Co-occurrence Approach to an Item Based Recommender Update
In a previous post I talked about a Co-occurrence Approach to an Item Based Recommender, that utilized the Math.Net Numerics library. Recently the Math.Net Numerics library was updated to version 2.3.0. With this version of the library I was able to update the code to more efficiently read the Sparse Matrix entries. As such I have updated the code to reflect these library changes:
https://code.msdn.microsoft.com/Co-occurrence-Approach-to-57027db7
The new Mat.Net Numerics Library changes were around the storage of the Vector and Matrix elements. As such I was now able to access the storage directly and use the Compress Sparse Row Matrix format to more efficiently access the Sparse Matrix elements.
The original code that accessed the elements of the Sparse Matrix was a simple row/column traverse:
let getQueue (products:int array) =
// Define the priority queue and lookup table
let queue = PriorityQueue(coMatrix.ColumnCount)

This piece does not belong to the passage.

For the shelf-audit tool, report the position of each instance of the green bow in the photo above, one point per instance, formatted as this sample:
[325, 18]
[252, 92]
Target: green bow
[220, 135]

let lookup = HashSet(products)
// Add the items into a priority queue
products
|> Array.iter (fun item ->
let itemIdx = item - offset
if itemIdx >= 0 && itemIdx < coMatrix.ColumnCount then
seq {
for idx = 0 to (coMatrix.ColumnCount - 1) do
let productIdx = idx + offset
let item = coMatrix.[itemIdx, idx]
if (not (lookup.Contains(productIdx))) && (item > 0.0) then
yield KeyValuePair(item, productIdx)
}
|> queue.Merge)
// Return the queue
queue
Now one has access to the storage elements I was able to more efficiently access just the sparse element values:
products
|> Array.iter (fun item ->
let itemIdx = item - offset
let sparse = coMatrix.Storage :?> SparseCompressedRowMatrixStorage<double>
let last = sparse.RowPointers.Length - 1
if itemIdx >= 0 && itemIdx <= last then
let (startI, endI) =
if itemIdx = last then
(sparse.RowPointers.[itemIdx], sparse.RowPointers.[itemIdx])
else
(sparse.RowPointers.[itemIdx], sparse.RowPointers.[itemIdx + 1] - 1)
seq {
for idx = startI to endI do
let productIdx = sparse.ColumnIndices.[idx] + offset
let item = sparse.Values.[idx]
if (not (lookup.Contains(productIdx))) && (item > 0.0) then
yield KeyValuePair(item, productIdx)
}
|> queue.Merge)
// Return the queue
queue
In the new version of the code The Values array provides access to the underlying non-empty values. The RowPointers array provides access to the value indexes where each row starts. Finally, the ColumnIndicies are the column indices corresponding to the values.
Other than this change all other aspects of the library’s usage were effectively unchanged; including the MapReduce code (postings can be found here), as this uses a collection of Vector types. I did however update the job submission scripts.